Damit könnte man 20.000 Betroffenen in einem definierten Setting (Ringimpfung) in der Postexposition be­ziehungsweise in der frühen Phase der Inkubationszeit helfen, sagte Clemens Wendtner, Chefarzt der Infekti­ologie und Tropenmedizin, München Klinik Schwabing. Die Impfdosen stünden derzeit aber noch nicht zur Verfügung, ergänzte der Leiter der Spezialeinheit für hochansteckende lebensbedrohliche Infektionen.

Zwei Therapieoptionen sind möglich

Für potenziell schwere Krankheitsverläufe vulnerabler Patientenpopulationen, etwa bei einer relevanten Immundefizienz, sollten zugelassene Therapeutika verfügbar gemacht werden, heißt es darüber hinaus in der Stellungnahme der Fachgesellschaften in Abstimmung mit der STIKO. In der EU sei mit Tecovirimat ein anti­vi­rales Medikament für die Behandlung der Affenpockeninfektion zugelassen, eine Alternative stellt das nicht zugelassene Virostatikum Brincidofovir dar.

Auch Wendter sieht Tecovirimat als Option im therapeutischen Setting – auch wenn sich die Zulassung auf die klassischen Pocken fokussiere und die Indikationsstellung noch nicht durch die STAKOB (Ständiger Arbeitskreis der Kompetenz- und Behandlungszentren für Krankheiten durch hochpathogene Erreger) fixiert sei. Die breite Erfahrung fehle aber derzeit noch, sowohl zu Tecovirimat als auch zu Imvanex bei Affenpocken.

Kontaktnachverfolgung im Fokus

Für Krause steht die Kontaktnachverfolgung jetzt im Vordergrund. Daraus könnten die Risikioprofile und Ver­breitungswege abgeleitet werden, aus denen sich die Hygieneempfehlungen ergeben. Zudem könne die Kon­taktnachverfolgung Informationen über die Zahl der Sekundärfälle pro Infiziertem geben, ergänzte Mirjam Kretzschmar von der Universitätsmedizin Utrecht.

Noch liege keine Schätzung zur Reproduktionszahl (R-Wert) vor. Bei Schätzungen aus den vergangenen Jahr­zehnten in Afrika lag der R-Wert immer unter 1. Der immer geringere Pockenimmunschutz in der Bevölkerung könnte sich aber auch auf den R-Wert auswirken, gab Kretzschmar bei der SMC-Pressekonferenz zu Bedenken.

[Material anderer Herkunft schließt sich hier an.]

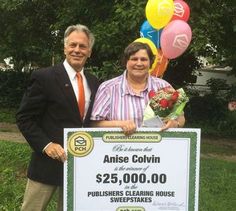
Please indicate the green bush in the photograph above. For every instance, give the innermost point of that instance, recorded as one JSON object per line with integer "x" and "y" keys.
{"x": 12, "y": 87}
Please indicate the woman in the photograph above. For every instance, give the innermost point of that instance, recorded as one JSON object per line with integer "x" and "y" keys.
{"x": 120, "y": 102}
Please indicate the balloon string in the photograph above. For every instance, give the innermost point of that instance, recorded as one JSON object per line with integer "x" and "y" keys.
{"x": 158, "y": 38}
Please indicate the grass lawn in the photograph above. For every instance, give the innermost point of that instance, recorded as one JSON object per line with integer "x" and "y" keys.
{"x": 217, "y": 178}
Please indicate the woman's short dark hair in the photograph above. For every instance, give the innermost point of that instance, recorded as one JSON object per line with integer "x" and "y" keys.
{"x": 134, "y": 47}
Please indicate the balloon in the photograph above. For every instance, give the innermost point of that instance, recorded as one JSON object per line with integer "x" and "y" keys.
{"x": 160, "y": 68}
{"x": 182, "y": 11}
{"x": 149, "y": 32}
{"x": 159, "y": 12}
{"x": 175, "y": 38}
{"x": 152, "y": 46}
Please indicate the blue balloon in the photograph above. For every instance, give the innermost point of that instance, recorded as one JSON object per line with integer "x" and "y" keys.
{"x": 150, "y": 33}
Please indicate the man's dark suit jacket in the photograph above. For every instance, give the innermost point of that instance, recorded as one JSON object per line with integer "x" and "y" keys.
{"x": 49, "y": 105}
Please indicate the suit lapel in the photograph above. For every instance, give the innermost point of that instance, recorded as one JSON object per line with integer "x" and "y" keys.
{"x": 93, "y": 89}
{"x": 67, "y": 89}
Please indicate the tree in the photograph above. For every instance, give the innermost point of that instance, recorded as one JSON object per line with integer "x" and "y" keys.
{"x": 32, "y": 32}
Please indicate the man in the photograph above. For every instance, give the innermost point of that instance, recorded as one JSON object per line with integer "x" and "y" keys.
{"x": 51, "y": 103}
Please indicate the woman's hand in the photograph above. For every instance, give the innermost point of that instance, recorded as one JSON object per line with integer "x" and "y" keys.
{"x": 128, "y": 126}
{"x": 174, "y": 123}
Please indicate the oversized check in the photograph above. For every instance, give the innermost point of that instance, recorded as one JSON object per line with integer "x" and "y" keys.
{"x": 147, "y": 171}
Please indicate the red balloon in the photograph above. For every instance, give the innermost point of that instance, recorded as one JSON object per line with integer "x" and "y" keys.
{"x": 182, "y": 11}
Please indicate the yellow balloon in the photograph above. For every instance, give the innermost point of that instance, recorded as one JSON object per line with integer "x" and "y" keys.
{"x": 159, "y": 12}
{"x": 153, "y": 48}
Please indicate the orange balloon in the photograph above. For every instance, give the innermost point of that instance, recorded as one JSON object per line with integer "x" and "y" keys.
{"x": 162, "y": 63}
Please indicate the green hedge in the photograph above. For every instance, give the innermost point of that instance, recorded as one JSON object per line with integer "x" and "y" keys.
{"x": 12, "y": 87}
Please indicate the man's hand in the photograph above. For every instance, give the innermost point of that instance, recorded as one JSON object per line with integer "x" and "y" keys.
{"x": 55, "y": 151}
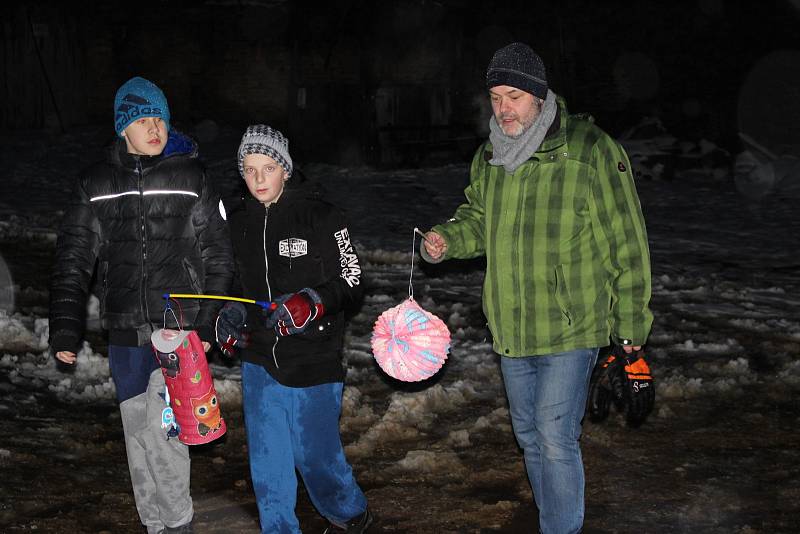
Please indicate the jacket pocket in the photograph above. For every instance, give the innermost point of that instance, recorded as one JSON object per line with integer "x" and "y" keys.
{"x": 562, "y": 294}
{"x": 194, "y": 280}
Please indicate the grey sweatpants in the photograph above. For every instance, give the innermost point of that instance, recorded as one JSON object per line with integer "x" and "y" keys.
{"x": 160, "y": 468}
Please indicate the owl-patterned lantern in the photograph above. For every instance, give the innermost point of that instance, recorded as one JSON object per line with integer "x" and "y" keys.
{"x": 191, "y": 390}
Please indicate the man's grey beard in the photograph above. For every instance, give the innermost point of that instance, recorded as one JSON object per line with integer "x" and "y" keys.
{"x": 525, "y": 127}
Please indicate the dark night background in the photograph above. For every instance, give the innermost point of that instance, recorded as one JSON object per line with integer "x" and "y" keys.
{"x": 393, "y": 83}
{"x": 384, "y": 103}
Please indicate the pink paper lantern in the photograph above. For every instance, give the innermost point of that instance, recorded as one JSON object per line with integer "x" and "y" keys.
{"x": 409, "y": 343}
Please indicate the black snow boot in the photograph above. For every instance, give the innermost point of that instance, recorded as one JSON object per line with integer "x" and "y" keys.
{"x": 357, "y": 525}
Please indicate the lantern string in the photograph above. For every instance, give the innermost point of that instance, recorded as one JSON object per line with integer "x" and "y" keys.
{"x": 413, "y": 251}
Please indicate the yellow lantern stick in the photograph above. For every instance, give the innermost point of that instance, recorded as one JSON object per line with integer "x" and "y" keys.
{"x": 263, "y": 303}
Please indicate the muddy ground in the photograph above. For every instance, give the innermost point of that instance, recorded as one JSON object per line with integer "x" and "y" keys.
{"x": 705, "y": 463}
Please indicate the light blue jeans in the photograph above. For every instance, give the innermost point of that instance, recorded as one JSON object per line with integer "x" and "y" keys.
{"x": 296, "y": 428}
{"x": 547, "y": 400}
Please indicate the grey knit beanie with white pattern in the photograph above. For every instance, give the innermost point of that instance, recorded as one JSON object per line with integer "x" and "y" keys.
{"x": 262, "y": 139}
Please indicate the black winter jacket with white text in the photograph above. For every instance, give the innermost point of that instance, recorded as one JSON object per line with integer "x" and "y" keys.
{"x": 299, "y": 241}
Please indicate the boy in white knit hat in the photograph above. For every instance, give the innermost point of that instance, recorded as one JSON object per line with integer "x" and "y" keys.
{"x": 294, "y": 249}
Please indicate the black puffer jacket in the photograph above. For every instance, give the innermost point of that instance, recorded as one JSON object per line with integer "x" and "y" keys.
{"x": 299, "y": 241}
{"x": 152, "y": 226}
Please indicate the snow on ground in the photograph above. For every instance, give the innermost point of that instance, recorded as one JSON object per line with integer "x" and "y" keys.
{"x": 727, "y": 320}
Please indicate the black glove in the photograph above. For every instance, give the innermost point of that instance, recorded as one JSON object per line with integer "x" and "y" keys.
{"x": 295, "y": 311}
{"x": 639, "y": 393}
{"x": 606, "y": 386}
{"x": 229, "y": 328}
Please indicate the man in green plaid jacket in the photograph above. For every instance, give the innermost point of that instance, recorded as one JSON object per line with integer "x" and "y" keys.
{"x": 552, "y": 205}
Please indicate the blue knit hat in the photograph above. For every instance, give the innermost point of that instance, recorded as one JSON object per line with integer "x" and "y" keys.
{"x": 138, "y": 98}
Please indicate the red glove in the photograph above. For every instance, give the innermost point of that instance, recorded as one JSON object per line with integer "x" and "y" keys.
{"x": 295, "y": 311}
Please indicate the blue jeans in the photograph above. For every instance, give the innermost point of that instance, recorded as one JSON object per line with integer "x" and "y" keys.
{"x": 547, "y": 400}
{"x": 290, "y": 428}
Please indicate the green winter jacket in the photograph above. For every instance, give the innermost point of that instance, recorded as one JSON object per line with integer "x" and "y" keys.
{"x": 567, "y": 261}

In einer völlig unimmunisierten Population für Affenpocken, könnte der R-Wert zwischen 1 und 2,5 liegen, so das Resultat einer Studie (2020; DOI: 10.2471/BLT.19.242347). Ob sich Affenpocken in einer Population, die ihren Pockenschutz vollständig verloren hat, tatsächlich ausbreiten würden sei dennoch nicht klar.

Denkbar wäre auch eine Ausbreitung ausschließlich in Risikogruppen, sagte die Expertin für mathematische Krankheitsmodellierung, Rijksinstituut voor Volksgezondheid en Milieu (RIVM), Bilthoven, Niederlande.

Krause bekräftigte dieses Szenario: Er gehe davon aus, dass der Ausbruch nicht die allgemeine Bevölkerung gleichmäßig betreffen werde. Stattdessen werden vermutlich Risikogruppen klar identifiziert werden, auf die man die Maßnahmen fokussieren könnte.

Auch die Weltgesundheitsorganisation (WHO) betonte heute die Nachverfolgung und Isolation von Erkrank­ten, sieht aber keinen Grund für eine Alarmstimmung. „Das ist keine Krankheit, die die Öffentlichkeit besorgt machen sollte. Es handelt sich nicht um COVID“, sagte die WHO-Expertin Sylvie Briand in Genf bei einem Briefing für WHO-Mitgliedsländer.

Die WHO geht davon aus, dass die meisten Fälle mild verlaufen. Allerdings hätten Schwangere, Kinder und Menschen mit schwachem Immunsystem ein höheres Risiko für einen schweren Verlauf.